Salesforce documentation has Dynamic Sobject Creation Example The test class gives an example of how to check if object exists and the create the object. Unfortunately they use Account which every org has. How do you do the same thing with CustomObject__c c? Not Sobject s which I know we can use but requires get and put which is bit more cumbersome vs c.Name.

If I use CustomObject__c = (CustomObject__c)DynamicSobjectCreation.createObject(typeName) and it doesn't exist in the org, get a deployment error in SFDX.

Invalid type: CustomObject__c

The point of the exercise is to see if the object exists in the first place and instantiate it.

    // Create a new sObject by passing the sObject type as an argument.
    **Account a = (Account)DynamicSObjectCreation.createObject(typeName);**        
    System.assertEquals(typeName, String.valueOf(a.getSobjectType()));
    // Set the account name and insert the account.
    a.Name = acctName;
    insert a;


1 Answer 1



You can't create an SObject in Apex if it doesn't exist in the system, because Salesforce doesn't know what fields etc. you want.

If you want to check if object exists in the org you can do the following

public static Boolean isSObjectExists(String sobjectName) {
    return Schema.getGlobalDescribe().containsKey(sobjectName);

just use GlobalSchema.

If you are not sure about SObject itself and want to work with it then use the following.

String sobjectName;
SObject obj = Schema.getGlobalDescribe().get(sobjectName).newSObject();

// obj.get('field');
// obj.put('field', 'value');
// obj.getSObjectType() == Schema.getGlobalDescribe().get(sobjectName).getDescribe().getSObjectType()


here is the better performance option as per Adrian suggestion using Type.

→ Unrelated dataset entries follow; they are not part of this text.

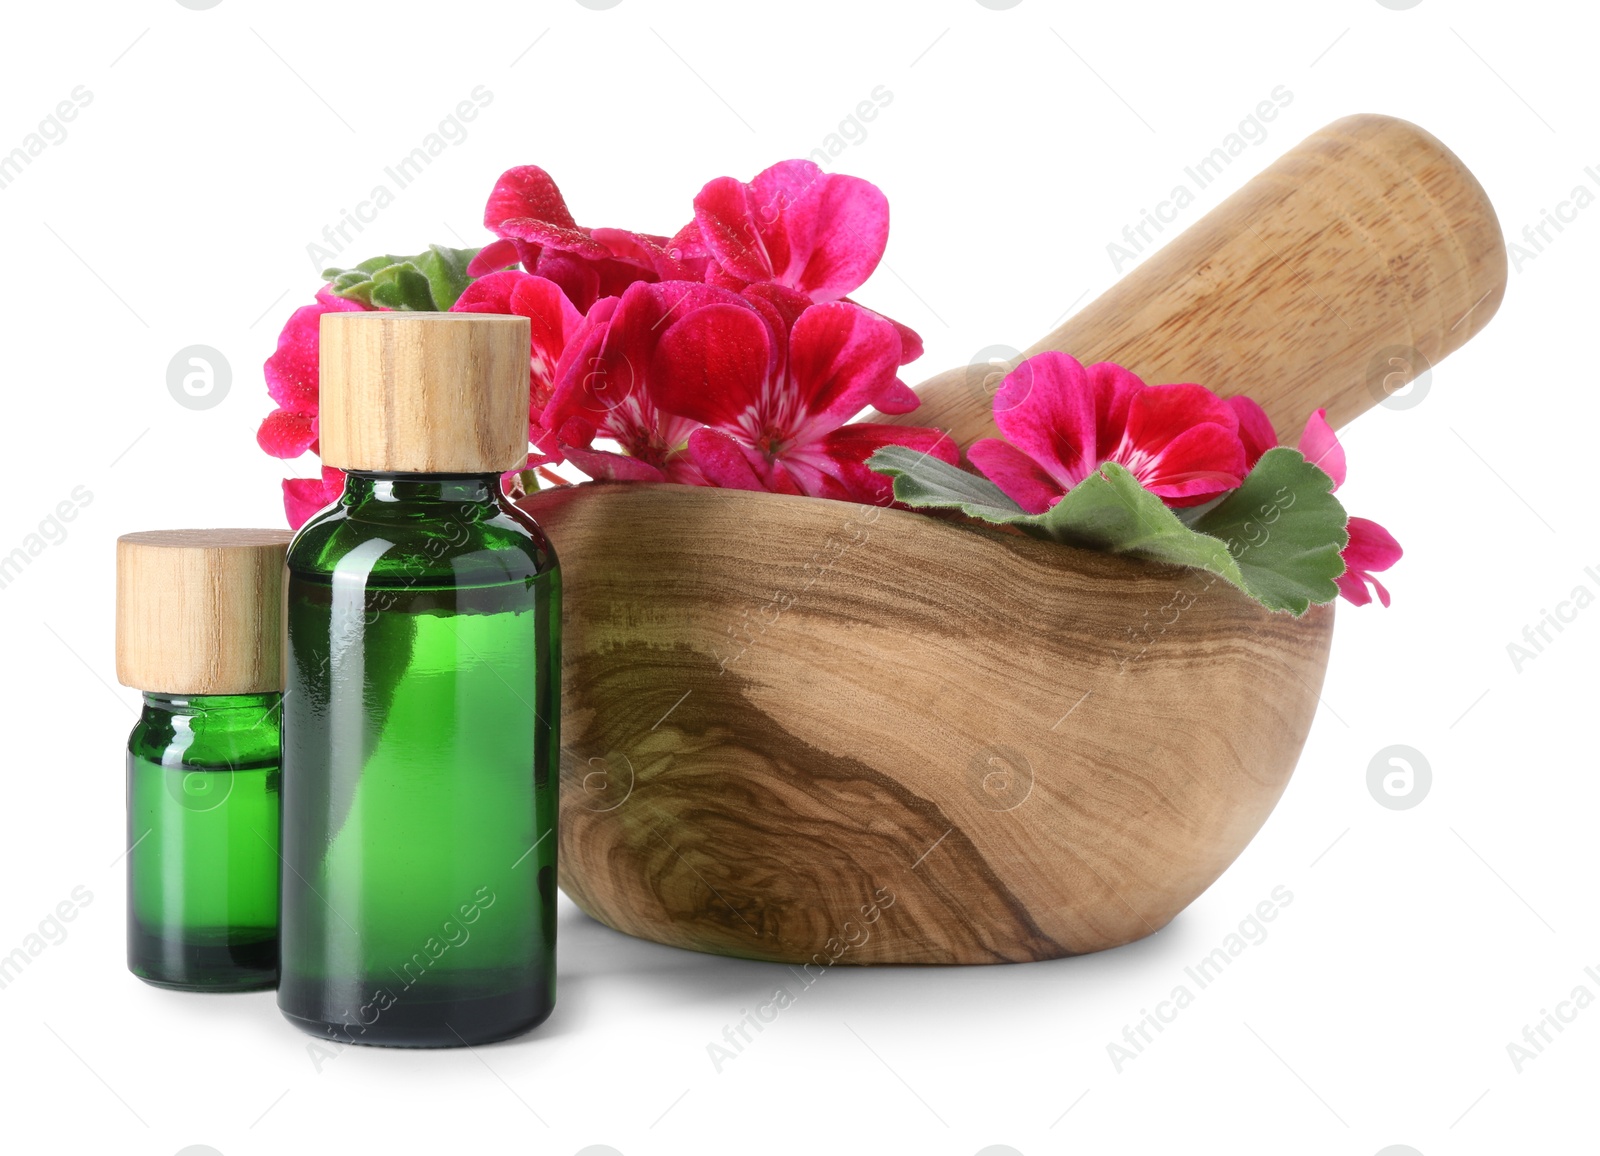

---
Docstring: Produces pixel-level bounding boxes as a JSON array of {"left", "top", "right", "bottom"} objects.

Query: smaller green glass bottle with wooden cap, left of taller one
[{"left": 117, "top": 530, "right": 290, "bottom": 991}]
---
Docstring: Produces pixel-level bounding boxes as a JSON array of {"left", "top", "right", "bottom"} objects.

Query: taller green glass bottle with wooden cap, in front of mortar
[{"left": 278, "top": 312, "right": 560, "bottom": 1047}]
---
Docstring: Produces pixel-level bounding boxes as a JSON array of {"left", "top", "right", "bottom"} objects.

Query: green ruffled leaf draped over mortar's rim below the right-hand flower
[{"left": 867, "top": 445, "right": 1349, "bottom": 615}]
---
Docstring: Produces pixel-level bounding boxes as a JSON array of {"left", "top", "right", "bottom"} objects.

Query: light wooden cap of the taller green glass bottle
[{"left": 318, "top": 312, "right": 528, "bottom": 474}]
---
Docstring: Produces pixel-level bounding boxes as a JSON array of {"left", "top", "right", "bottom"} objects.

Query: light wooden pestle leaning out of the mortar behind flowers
[{"left": 891, "top": 114, "right": 1506, "bottom": 448}]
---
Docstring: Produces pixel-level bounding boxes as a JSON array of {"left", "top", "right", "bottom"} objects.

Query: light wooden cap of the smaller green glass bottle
[{"left": 117, "top": 530, "right": 293, "bottom": 695}]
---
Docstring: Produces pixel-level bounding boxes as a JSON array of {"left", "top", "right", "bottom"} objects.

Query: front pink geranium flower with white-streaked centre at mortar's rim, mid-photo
[{"left": 651, "top": 285, "right": 957, "bottom": 504}]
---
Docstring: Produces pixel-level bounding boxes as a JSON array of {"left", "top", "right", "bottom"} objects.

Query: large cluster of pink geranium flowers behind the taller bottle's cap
[{"left": 258, "top": 160, "right": 957, "bottom": 527}]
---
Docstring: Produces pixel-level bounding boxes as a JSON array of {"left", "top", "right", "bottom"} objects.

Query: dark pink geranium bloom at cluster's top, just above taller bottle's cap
[{"left": 467, "top": 165, "right": 704, "bottom": 312}]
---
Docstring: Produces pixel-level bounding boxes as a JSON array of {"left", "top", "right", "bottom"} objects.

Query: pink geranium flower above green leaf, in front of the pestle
[{"left": 968, "top": 352, "right": 1246, "bottom": 514}]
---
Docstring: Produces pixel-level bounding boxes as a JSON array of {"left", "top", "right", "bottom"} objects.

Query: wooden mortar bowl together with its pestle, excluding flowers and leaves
[{"left": 525, "top": 115, "right": 1506, "bottom": 967}]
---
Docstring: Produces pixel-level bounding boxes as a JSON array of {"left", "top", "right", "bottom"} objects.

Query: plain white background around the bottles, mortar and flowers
[{"left": 0, "top": 0, "right": 1600, "bottom": 1156}]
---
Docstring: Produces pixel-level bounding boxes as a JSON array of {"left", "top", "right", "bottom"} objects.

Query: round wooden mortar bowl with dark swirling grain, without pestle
[{"left": 526, "top": 484, "right": 1333, "bottom": 964}]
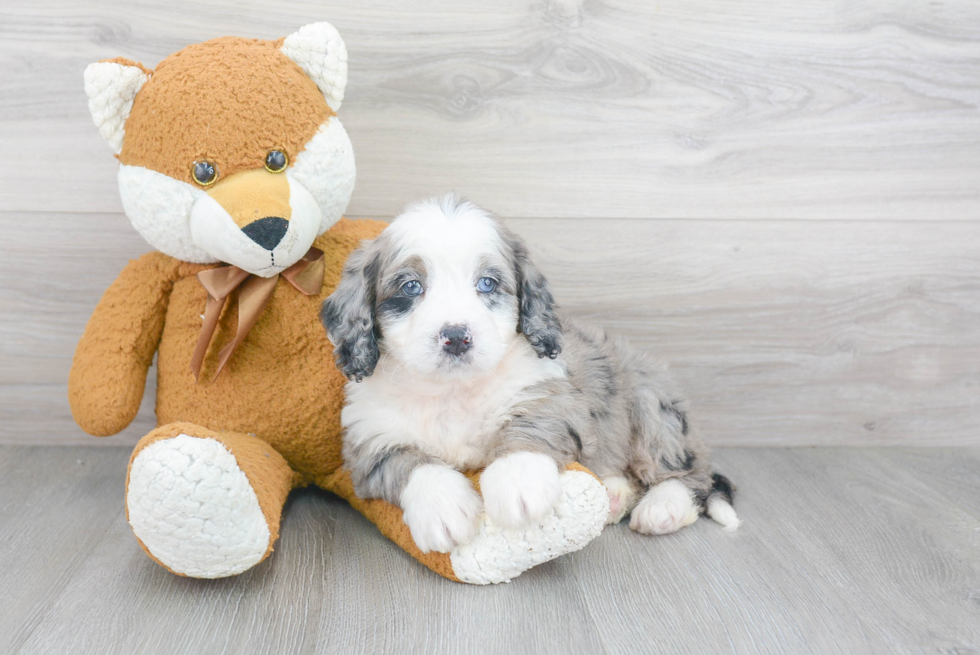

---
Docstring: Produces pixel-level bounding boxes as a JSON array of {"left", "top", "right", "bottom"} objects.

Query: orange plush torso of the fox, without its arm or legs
[{"left": 157, "top": 219, "right": 384, "bottom": 484}]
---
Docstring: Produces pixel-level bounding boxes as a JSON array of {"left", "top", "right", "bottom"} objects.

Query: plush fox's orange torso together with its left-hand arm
[{"left": 69, "top": 219, "right": 385, "bottom": 484}]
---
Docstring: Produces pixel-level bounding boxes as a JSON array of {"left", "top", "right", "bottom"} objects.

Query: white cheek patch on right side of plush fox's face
[{"left": 286, "top": 116, "right": 357, "bottom": 234}]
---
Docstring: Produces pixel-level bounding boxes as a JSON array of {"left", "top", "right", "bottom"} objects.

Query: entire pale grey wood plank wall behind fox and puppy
[{"left": 0, "top": 0, "right": 980, "bottom": 445}]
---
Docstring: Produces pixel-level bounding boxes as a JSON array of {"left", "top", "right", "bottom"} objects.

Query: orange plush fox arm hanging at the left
[{"left": 68, "top": 252, "right": 179, "bottom": 437}]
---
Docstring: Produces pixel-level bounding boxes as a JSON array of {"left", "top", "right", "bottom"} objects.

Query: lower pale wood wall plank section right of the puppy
[{"left": 512, "top": 220, "right": 980, "bottom": 445}]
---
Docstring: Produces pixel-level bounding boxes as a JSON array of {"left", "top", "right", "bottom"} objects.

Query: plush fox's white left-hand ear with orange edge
[{"left": 85, "top": 59, "right": 150, "bottom": 155}]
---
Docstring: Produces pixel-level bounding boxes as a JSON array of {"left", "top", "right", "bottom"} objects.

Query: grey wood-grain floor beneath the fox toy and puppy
[{"left": 0, "top": 446, "right": 980, "bottom": 655}]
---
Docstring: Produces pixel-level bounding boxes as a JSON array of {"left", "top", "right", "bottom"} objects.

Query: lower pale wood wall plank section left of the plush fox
[{"left": 0, "top": 212, "right": 156, "bottom": 445}]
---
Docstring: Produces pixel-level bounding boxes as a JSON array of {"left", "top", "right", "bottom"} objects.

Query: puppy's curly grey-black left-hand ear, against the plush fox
[{"left": 320, "top": 242, "right": 381, "bottom": 382}]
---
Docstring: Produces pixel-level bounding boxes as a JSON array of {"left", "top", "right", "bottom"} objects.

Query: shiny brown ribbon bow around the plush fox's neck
[{"left": 191, "top": 248, "right": 324, "bottom": 380}]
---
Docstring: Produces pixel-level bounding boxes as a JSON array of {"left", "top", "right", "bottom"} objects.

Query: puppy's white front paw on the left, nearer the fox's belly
[{"left": 401, "top": 464, "right": 483, "bottom": 553}]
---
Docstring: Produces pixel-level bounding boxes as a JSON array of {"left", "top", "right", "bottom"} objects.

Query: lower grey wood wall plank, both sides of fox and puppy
[{"left": 0, "top": 214, "right": 980, "bottom": 445}]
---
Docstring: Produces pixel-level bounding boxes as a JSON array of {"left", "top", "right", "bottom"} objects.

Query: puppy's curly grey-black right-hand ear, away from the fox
[{"left": 507, "top": 233, "right": 563, "bottom": 359}]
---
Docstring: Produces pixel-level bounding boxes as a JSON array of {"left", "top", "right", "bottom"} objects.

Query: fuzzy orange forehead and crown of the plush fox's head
[{"left": 119, "top": 37, "right": 333, "bottom": 184}]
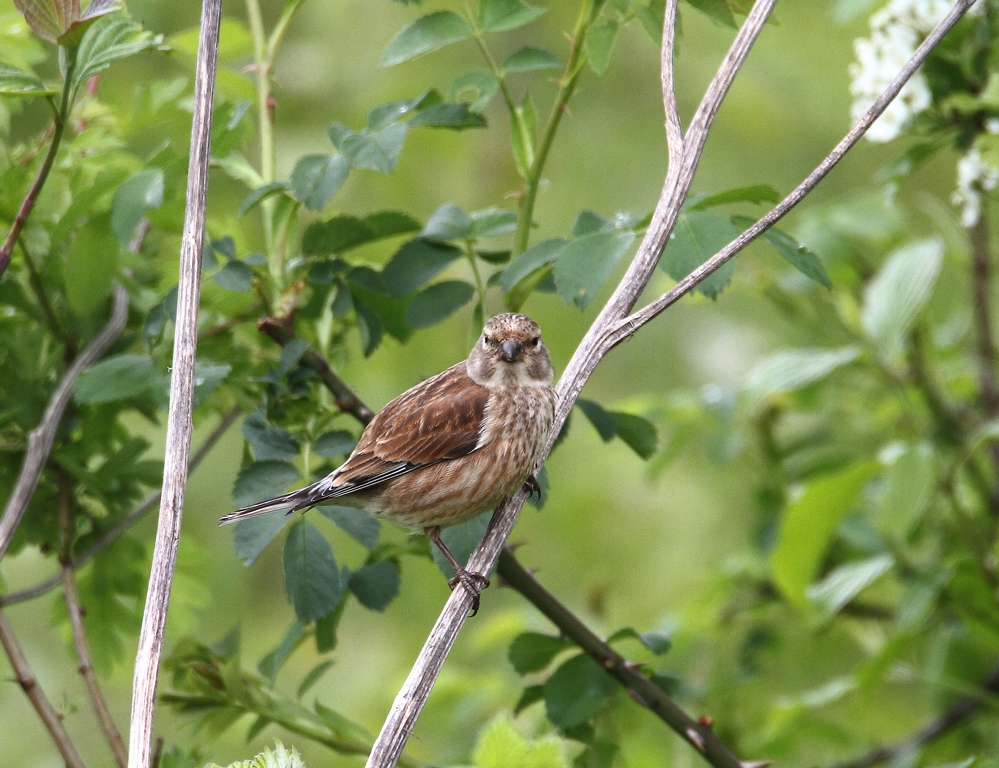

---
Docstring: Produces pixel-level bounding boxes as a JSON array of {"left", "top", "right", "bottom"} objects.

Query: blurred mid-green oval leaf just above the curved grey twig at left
[{"left": 64, "top": 214, "right": 118, "bottom": 317}]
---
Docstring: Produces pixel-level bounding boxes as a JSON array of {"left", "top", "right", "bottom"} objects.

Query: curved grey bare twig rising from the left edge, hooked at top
[{"left": 0, "top": 285, "right": 128, "bottom": 559}]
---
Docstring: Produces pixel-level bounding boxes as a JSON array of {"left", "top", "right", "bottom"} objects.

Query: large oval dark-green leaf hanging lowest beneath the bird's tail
[{"left": 282, "top": 519, "right": 343, "bottom": 624}]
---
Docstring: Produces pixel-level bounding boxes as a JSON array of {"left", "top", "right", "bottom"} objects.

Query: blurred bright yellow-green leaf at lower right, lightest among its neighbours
[{"left": 770, "top": 462, "right": 879, "bottom": 608}]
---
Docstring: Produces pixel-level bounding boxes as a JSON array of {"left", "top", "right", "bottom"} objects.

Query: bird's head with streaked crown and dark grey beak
[{"left": 468, "top": 312, "right": 554, "bottom": 386}]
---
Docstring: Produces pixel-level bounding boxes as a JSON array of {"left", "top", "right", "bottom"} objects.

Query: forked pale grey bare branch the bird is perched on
[{"left": 367, "top": 0, "right": 973, "bottom": 768}]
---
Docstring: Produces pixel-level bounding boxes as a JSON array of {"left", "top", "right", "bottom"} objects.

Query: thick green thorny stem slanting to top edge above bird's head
[{"left": 511, "top": 0, "right": 603, "bottom": 256}]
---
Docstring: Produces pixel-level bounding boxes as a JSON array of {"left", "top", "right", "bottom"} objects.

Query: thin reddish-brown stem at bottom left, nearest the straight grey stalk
[{"left": 59, "top": 469, "right": 128, "bottom": 768}]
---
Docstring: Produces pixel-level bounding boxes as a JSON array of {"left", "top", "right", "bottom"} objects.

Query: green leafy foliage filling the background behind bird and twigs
[{"left": 0, "top": 0, "right": 999, "bottom": 768}]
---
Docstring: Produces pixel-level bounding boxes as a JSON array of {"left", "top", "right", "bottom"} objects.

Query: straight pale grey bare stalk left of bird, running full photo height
[{"left": 128, "top": 0, "right": 222, "bottom": 768}]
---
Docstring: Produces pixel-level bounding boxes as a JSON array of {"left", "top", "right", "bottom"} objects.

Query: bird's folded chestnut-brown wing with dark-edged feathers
[{"left": 328, "top": 363, "right": 489, "bottom": 496}]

public static Boolean isSObjectExists(String sobjectName) {
    return Type.forName('Schema', sobjectName) != null;

also dynamic creation

String sobjectName = 'Account';
SObject obj = (SObject) Type.forName('Schema', sobjectName).newInstance();

// obj.get('field');
// obj.put('field', 'value');
// obj.getSObjectType() == Schema.getGlobalDescribe().get(sobjectName).getDescribe().getSObjectType()

  • 2
    This approach is significantly slower than just Type.forName(sObjectName) != null.
    – Adrian Larson
    Commented Aug 17, 2021 at 20:32
  • true, thanks. To be honest didn't know Type.forName was working on SObject
    – ytiq
    Commented Aug 17, 2021 at 20:33
  • 1
    You can also create classes with names like Account, then probably better to use Schema.Account
    – ytiq
    Commented Aug 17, 2021 at 20:37
  • 1
    I recommend switching the order, since global describe is really expensive to call.
    – Phil W
    Commented Aug 17, 2021 at 21:14
  • 3
    It should be Type.forName('Schema',sobjectName). This avoids any potential shadowing.